I was impressed with another city's example of brotherly love today. I had just finished reading the miraculous account of how the Lord liberated his people from bondage in Mosiah. I found it curious that Gideon referred to the Lamanites as 'our brethren' (Mosiah 22:3). These are hardly the words I expected from a man that was then enslaved by the Lamanites. It wouldn't have been terribly surprising to see him react more like the Philadelphian on the plane given that he'd spent his life on the battlefield fighting 'his brothers'. To my further surprise, Gideon's sentients were also expressed by the people of Zarahemla as they were joined by the peoples of Limhi and Alma.
If the people of Zarahemla can feel this kind of concern for their former masters and arch-enemies, then Philadelphia is obliged to step aside. It begs the question: What were they doing right? and What are we doing wrong? We profess to be members of the same church as the one established in Zarahemla, yet so often can't talk civilly with someone with different political views, or ethnic background or religious traditions. So often it's us and them, and we certainly aren't prone to see them as our brothers. After all, they are different. Most of us aren't even close to being able to live by the Savior's charge to 'love thy neighbor as thyself' (Matthew 22:39). Fortunately, there's a lot of us that are trying to be better.

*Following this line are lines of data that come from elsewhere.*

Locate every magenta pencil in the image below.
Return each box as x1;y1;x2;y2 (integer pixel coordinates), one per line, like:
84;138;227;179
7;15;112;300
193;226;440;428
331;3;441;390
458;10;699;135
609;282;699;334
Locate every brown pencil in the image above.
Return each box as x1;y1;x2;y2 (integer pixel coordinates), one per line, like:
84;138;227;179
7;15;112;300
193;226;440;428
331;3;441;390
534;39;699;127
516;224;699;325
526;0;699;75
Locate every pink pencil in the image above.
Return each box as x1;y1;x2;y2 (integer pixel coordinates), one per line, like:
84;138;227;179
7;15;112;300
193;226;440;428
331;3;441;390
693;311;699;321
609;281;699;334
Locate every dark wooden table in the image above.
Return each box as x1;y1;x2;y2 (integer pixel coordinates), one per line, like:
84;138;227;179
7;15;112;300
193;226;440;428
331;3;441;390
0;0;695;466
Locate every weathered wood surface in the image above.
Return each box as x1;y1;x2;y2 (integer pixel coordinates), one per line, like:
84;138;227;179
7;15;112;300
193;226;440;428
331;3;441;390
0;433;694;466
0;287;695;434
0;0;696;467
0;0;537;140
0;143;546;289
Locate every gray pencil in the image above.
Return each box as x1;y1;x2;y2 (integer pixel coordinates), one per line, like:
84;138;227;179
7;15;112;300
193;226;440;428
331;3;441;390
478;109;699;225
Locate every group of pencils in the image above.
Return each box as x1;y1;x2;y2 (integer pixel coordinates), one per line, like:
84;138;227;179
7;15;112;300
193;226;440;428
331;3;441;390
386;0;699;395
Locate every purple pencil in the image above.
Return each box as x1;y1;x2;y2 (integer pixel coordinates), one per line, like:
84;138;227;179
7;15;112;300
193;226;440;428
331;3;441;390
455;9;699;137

If we could simply get this down, so many of the world's problems would sort themselves out.
"And again, when they thought upon the Lamanites, who were their brethren, of the sinful and polluted state, they were filled with pain and anguish for the welfare of their souls." (Mosiah 25:11)
I don't know exactly how the City of Zarahemla got there, but think part of it may lie in a detail towards the end of the same chapter.
"And they were called the people of God. And the Lord did pour out his Spirit upon them, and they were blessed and prospered in the land." (Mosiah 25: 24)
The Spirit of the Lord brings with it the spirit of brotherly love. To have the latter is good; to have them both is better.